Just a truly great video – entertaining and informative. Thanks Bret! I guess there are valid objections to the shuttle program – it was born out of a political compromise, reusing the shuttle actually cost more per launch than the Saturn V/Apollo flights, it only flew into Low Earth Orbit, it was the deadliest space vehicle, etc. etc. But I still love the shuttle (or do I mean the orbiter?) – an amazing engineering achievement, and it did, after all, enable the building of the ISS and the launch of many satellites, including Hubble. And the people who flew it seem notably brave and capable. So, hats off…
Today, what a day! I replaced the screen on my friend Mike’s daughter’s iPhone 6 Plus. I’d never done one of these before and REALLY should have done a bit more research. However, with tools in hand and iFixit video cued up I embarked on this at 10:30am. It was not to prove simple…the main problem was battery removal: I heated the back of the phone moderately, pulled at the adhesive strips – and promptly broke them. I cut a thin piece of plastic and pushed it under the battery, slowly and surely levering it up and pulling away the adhesive. When I got the battery out I saw I’d broken the outer covering, and could smell the sweet-almond scent of electrolyte (cyanide? only wish it was!). I realised the battery was trashed. I continued, and tore the home button flex that runs up the back of the digitiser shield. I thought, I have to finish this today (customer is 16 and would die without her phone) so rang the first place I found and collected a new battery and shield + flex. It wasn’t Trademe, or ebay, cheap, but a retail outlet has a right to make a profit, nawmsayin’? However, Wellington Phone Repair at 37A Taranaki Street Wellington, New Zealand, was a perfectly obliging and amenable outfit. I chatted with their tech guy about the ins and outs of battery removal, then went next door to the skate shop retail area and bought my replacement parts. Thoroughly nice people, I haven’t had them repair anything but their down-to-earth friendliness and helpfulness leads me to believe they’d be worth checking out if you need something done to your phone. Back in my ‘workshop’, I did part of the repair then went to help my friend Alex set up the Lumia 930 I’d sold him. With mind reeling from downloading, installing and explaining I went back and completed the repair, which by some small miracle seems to be OK. The daughter has a friend who needs the same repair done to the same model iPhone, but I think I’ll have more of a clue about the 6 Plus the second time around. Here’s hoping…

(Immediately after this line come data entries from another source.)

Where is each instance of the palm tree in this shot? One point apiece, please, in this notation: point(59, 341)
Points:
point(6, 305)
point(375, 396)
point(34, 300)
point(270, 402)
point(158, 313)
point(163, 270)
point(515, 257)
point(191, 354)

Tonight I tried removing the battery from a broken iPhone 6 I’ve got in the drawer. I removed the vibrator motor (I think that’s what it is at the bottom end of the battery) and could see the broken-off ends of the adhesive strips under the battery. I used tweezers to grab one at a time, pulled gently and wwwrreeeeeaaaaaatttttttt (that’s a rough approximation of the sound they make) they came out, battery released! Note to self: always pull the adhesive SLOOOOOWLY!!